28 September 2010

Follow Up: Extension of Spanish Coal Subsidies to be Approved by EU

Last week I commented on a pending EU decision on Spain's desire to increase subsidies for domestic coal production.  According to news reports, the EU is going to rule in favor of coal:
Spain will win EU approval this week to double aid to its coal industry until the end of 2014, despite criticism from environmentalists and the Spanish watchdog, three people with direct knowledge of the case said on Monday.

Spain will also have slightly more time to phase out aid than other EU countries, which have until October 15, 2014.

The decision by the European Commission (EC), the EU competition watchdog, comes amid strikes by Spanish coal miners demanding unpaid wages and EU approval of the plan to let Spain favor domestic coal over imports.

"The Commission will say that subsidies should not go beyond December 31, 2014," one of the people said.

Opponents within the EC are seeking to close any loopholes that could allow Spain to extend this aid beyond 2014.

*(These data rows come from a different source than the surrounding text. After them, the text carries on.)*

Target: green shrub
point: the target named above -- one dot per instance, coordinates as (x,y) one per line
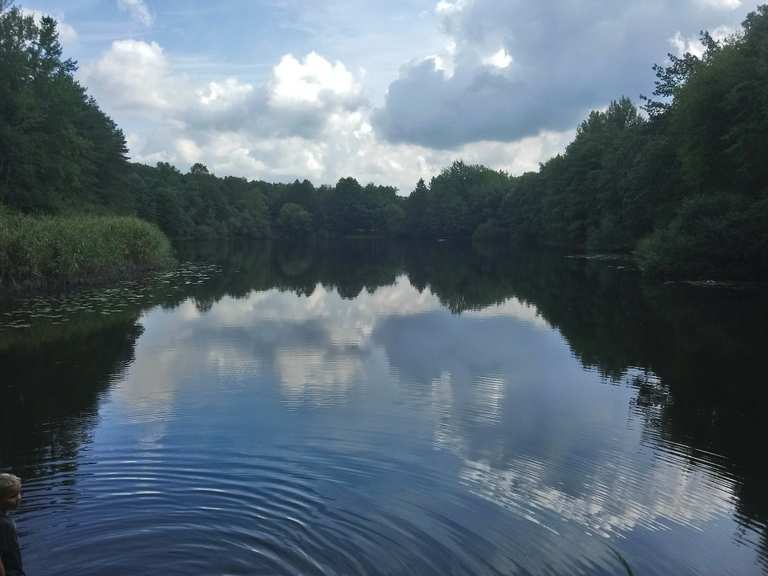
(720,236)
(60,251)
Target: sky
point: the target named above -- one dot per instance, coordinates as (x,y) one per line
(386,92)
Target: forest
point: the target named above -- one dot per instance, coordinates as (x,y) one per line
(679,181)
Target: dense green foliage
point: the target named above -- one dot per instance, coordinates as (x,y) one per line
(681,183)
(685,185)
(56,251)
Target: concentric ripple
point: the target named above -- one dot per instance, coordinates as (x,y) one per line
(292,513)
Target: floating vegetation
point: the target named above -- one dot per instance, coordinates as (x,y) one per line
(51,317)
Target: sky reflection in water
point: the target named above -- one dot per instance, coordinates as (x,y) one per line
(297,431)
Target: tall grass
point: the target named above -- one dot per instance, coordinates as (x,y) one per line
(55,252)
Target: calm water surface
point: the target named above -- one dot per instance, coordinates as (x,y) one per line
(378,409)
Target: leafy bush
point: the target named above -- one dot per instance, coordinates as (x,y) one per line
(59,251)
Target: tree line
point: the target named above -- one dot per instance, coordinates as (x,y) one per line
(680,181)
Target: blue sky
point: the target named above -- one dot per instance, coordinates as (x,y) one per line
(382,91)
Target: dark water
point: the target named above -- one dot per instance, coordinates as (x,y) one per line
(376,409)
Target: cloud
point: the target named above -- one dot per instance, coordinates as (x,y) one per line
(308,119)
(522,67)
(138,10)
(134,74)
(67,34)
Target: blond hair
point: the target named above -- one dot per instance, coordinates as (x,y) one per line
(10,485)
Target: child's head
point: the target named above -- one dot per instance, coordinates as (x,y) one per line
(10,492)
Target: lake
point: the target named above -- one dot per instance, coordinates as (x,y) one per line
(370,408)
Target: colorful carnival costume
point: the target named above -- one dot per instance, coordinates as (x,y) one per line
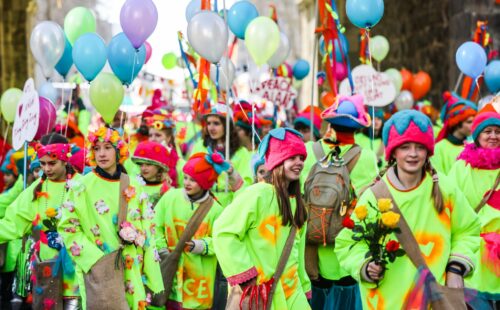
(89,225)
(335,285)
(475,172)
(455,111)
(445,237)
(193,286)
(37,210)
(249,235)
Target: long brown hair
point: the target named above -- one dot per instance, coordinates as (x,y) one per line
(284,194)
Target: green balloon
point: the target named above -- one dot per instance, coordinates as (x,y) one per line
(78,21)
(169,61)
(262,39)
(106,95)
(9,102)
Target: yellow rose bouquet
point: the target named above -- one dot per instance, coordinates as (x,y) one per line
(375,231)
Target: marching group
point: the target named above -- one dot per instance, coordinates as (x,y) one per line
(179,226)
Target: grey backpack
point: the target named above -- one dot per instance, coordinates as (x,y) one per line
(329,193)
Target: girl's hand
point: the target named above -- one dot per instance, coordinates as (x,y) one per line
(375,271)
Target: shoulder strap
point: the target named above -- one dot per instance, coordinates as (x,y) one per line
(319,153)
(281,264)
(488,194)
(405,237)
(123,204)
(351,157)
(189,231)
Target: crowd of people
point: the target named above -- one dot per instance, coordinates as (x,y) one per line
(161,219)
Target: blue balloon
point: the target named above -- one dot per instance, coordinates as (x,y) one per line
(89,55)
(124,59)
(300,69)
(66,60)
(492,76)
(471,59)
(240,15)
(48,91)
(365,13)
(192,8)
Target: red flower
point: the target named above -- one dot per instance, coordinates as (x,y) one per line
(348,223)
(392,246)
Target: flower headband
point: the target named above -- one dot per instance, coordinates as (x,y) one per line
(110,135)
(60,151)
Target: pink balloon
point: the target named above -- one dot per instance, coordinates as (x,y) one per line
(138,19)
(47,117)
(340,71)
(149,51)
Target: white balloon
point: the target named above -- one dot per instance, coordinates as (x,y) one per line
(404,101)
(47,45)
(281,53)
(208,35)
(223,79)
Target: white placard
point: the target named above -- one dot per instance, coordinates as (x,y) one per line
(278,90)
(26,121)
(376,87)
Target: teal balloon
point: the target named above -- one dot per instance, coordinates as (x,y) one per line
(89,55)
(66,61)
(124,59)
(365,13)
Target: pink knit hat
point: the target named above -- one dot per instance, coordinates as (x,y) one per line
(152,153)
(205,168)
(279,145)
(407,126)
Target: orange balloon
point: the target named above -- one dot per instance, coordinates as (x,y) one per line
(421,85)
(327,99)
(407,78)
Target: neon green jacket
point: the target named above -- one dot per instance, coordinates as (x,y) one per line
(362,175)
(452,235)
(193,287)
(89,228)
(249,239)
(474,183)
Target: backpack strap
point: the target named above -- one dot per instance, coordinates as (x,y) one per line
(351,157)
(319,153)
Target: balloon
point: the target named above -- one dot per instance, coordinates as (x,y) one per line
(149,51)
(9,102)
(223,80)
(89,55)
(327,99)
(208,35)
(492,76)
(47,45)
(124,59)
(301,69)
(471,59)
(396,78)
(77,22)
(47,117)
(365,13)
(193,7)
(48,91)
(262,39)
(281,54)
(106,95)
(404,101)
(421,85)
(340,71)
(138,19)
(379,47)
(240,15)
(169,60)
(66,61)
(407,78)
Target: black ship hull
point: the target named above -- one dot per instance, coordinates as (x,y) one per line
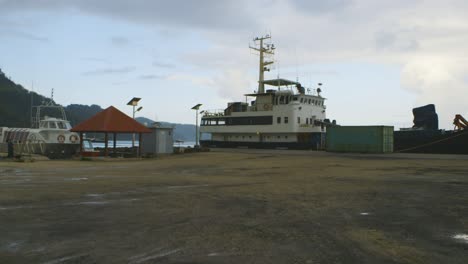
(431,141)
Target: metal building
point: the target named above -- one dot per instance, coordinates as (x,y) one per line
(159,141)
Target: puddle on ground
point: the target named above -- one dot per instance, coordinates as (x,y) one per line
(12,246)
(187,186)
(461,237)
(93,203)
(144,258)
(64,259)
(94,195)
(15,207)
(76,179)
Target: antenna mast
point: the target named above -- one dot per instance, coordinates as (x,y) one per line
(263,48)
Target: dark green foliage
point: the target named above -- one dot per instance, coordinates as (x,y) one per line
(15,111)
(15,106)
(15,103)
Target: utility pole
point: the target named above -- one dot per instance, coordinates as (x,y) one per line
(263,49)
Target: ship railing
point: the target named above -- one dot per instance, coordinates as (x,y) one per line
(213,113)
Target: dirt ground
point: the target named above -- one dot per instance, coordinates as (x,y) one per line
(237,206)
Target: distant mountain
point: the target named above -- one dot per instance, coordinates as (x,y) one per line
(15,110)
(15,103)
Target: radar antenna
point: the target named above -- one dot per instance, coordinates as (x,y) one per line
(264,50)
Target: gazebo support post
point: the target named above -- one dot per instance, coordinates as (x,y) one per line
(139,144)
(115,144)
(81,143)
(106,143)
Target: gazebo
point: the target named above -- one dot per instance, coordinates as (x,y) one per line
(110,120)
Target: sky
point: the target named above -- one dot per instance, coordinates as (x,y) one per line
(376,59)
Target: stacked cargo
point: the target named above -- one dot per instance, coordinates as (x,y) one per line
(360,139)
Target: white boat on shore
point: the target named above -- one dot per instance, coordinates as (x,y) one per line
(49,136)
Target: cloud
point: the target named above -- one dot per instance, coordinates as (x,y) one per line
(424,38)
(232,84)
(108,71)
(151,77)
(95,59)
(197,14)
(5,33)
(163,65)
(120,41)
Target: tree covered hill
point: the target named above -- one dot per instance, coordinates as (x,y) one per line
(15,110)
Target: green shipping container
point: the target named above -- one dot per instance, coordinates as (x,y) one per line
(360,139)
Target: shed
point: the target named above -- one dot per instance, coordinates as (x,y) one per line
(159,141)
(111,120)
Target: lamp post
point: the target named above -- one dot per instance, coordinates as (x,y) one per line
(196,108)
(134,103)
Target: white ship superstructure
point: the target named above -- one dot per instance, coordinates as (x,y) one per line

"Some commissioners are seeking to ensure a political assurance from Spain that this will not be extended beyond 2014," said a second person.

The European Union executive will announce its decision on Wednesday, when Spanish miners hold their second 48-hour strike, which also coincides with a nationwide general strike, part of a wave of unrest to hit Europe this autumn.

Spain's competition regulator has criticized the aid, saying it would distort the power market. The scheme forces power plants to burn more expensive domestic coal, which utilities say will increase prices.
 The implications for EU carbon policies are clear -- grant us decarbonization, just not yet.


  1. At the same time, if I am not mistaken, subsidies to the production of solar energy in Spain in 2009 totaled about 6 billion euros, which is close to the total national spending in R&D, public and private.

  2. Job protection, just like the vast proportion of such EU schemes.
    No local coal subsidies, coal will be inported, miners lose jobs, miners strike, other unions come out in sympathy - rail strikes, ferry strikes, demonstrations in Madrid (Check when next Spanish elections are due, the nearer they are, the less chance the current Government will risk standing up to the strikers)
    It's got absolutely jack to do with "Global Warming" (Or whatever the current approved term is).
    Spain's virtually bankrupt, anything that causes them to threaten to withdraw from The Euro, will cause a knock on throughout the entire "PIIGS" zone and ultimately threaten the entire structure of the EU.
    Those in power and their dependants won't risk that.
    A Politician's job comes before all else.